Omega-3 & Fatty Acids
The omega-3 fatty acid is an essential fatty acid. Essential fatty acids are fatty acids which the body can't produce, and which have to be obtained through your diet or supplements. There are two essential fatty acids for humans: linoleic acid, which is an omega-6 fatty acid, and alpha-linolenic acid, which is an omega-3 fatty acid. ALA is the preliminary stage of eicosapentaenoic acid (EPA) and docosahexaenoic acid (DHA), which are the best omega-3 fatty acids for the body. The conversion rate from ALA to EPA and DHA is very low, almost non-existent (about 1-10%), which means it's best to obtain EPA and DHA directly through, for instance, oily fish or fish oil and not through ALA, which can be found in linseed oil. Omega-6 fatty acids and omega-3 fatty acids should be part of our diet in a ratio of 2:1. But the ratio has been distorted in today's western diet, which has led to us consume too much omega-6 fatty acids in relation to omega-3 fatty acids. This affects our health negatively because these two fatty acids compete for the same spaces in our cell membranes. Omega-6 fatty acids can be found in plant oils, nuts, and cereal grains. EPA and DHA, i.e., the long-chain omega-3 fatty acids, are primarily found in fish, fish oil, and shellfish. Flax and chia seeds are not good sources of the omega-3 fatty acids EPA and DHA.

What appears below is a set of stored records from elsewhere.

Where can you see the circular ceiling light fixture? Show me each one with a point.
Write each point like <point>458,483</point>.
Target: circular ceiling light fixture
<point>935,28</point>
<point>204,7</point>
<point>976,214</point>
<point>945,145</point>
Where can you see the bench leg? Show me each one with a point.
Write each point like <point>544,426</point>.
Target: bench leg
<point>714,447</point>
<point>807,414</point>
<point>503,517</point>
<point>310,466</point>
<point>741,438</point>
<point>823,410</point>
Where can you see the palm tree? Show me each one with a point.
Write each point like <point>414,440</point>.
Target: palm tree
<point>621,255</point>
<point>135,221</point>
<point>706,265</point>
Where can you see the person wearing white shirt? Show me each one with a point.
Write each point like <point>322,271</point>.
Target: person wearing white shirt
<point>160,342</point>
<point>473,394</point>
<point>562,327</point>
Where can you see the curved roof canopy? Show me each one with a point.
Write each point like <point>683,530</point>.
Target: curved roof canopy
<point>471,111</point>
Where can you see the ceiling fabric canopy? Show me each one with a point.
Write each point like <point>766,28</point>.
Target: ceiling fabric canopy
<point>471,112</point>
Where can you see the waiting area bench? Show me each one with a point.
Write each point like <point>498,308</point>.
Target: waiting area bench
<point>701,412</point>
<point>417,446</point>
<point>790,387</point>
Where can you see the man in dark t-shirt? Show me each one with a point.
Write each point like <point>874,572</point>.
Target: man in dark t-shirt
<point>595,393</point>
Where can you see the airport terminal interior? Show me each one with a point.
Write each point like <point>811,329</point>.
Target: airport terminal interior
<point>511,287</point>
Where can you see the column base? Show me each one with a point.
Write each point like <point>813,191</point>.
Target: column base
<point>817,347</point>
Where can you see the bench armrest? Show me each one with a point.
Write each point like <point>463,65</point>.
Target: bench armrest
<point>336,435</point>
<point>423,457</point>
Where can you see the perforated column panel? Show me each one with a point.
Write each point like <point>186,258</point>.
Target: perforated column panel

Fatty acids can be found in fats and are divided usually into saturated and unsaturated fatty acids. Unsaturated fatty acids are divided further into monounsaturated and polyunsaturated fatty acids. The saturation level of a fatty acid depends on the number of double bonds in its carbon skeleton. Saturated fatty acids have no double bonds, while monounsaturated fatty acids have one double bond, and polyunsaturated fatty acids have two or more double bonds. The more double bonds a fatty acid has, the less viscous it is. Some fatty acids are vital, that is essential, like omega-3 and omega-6.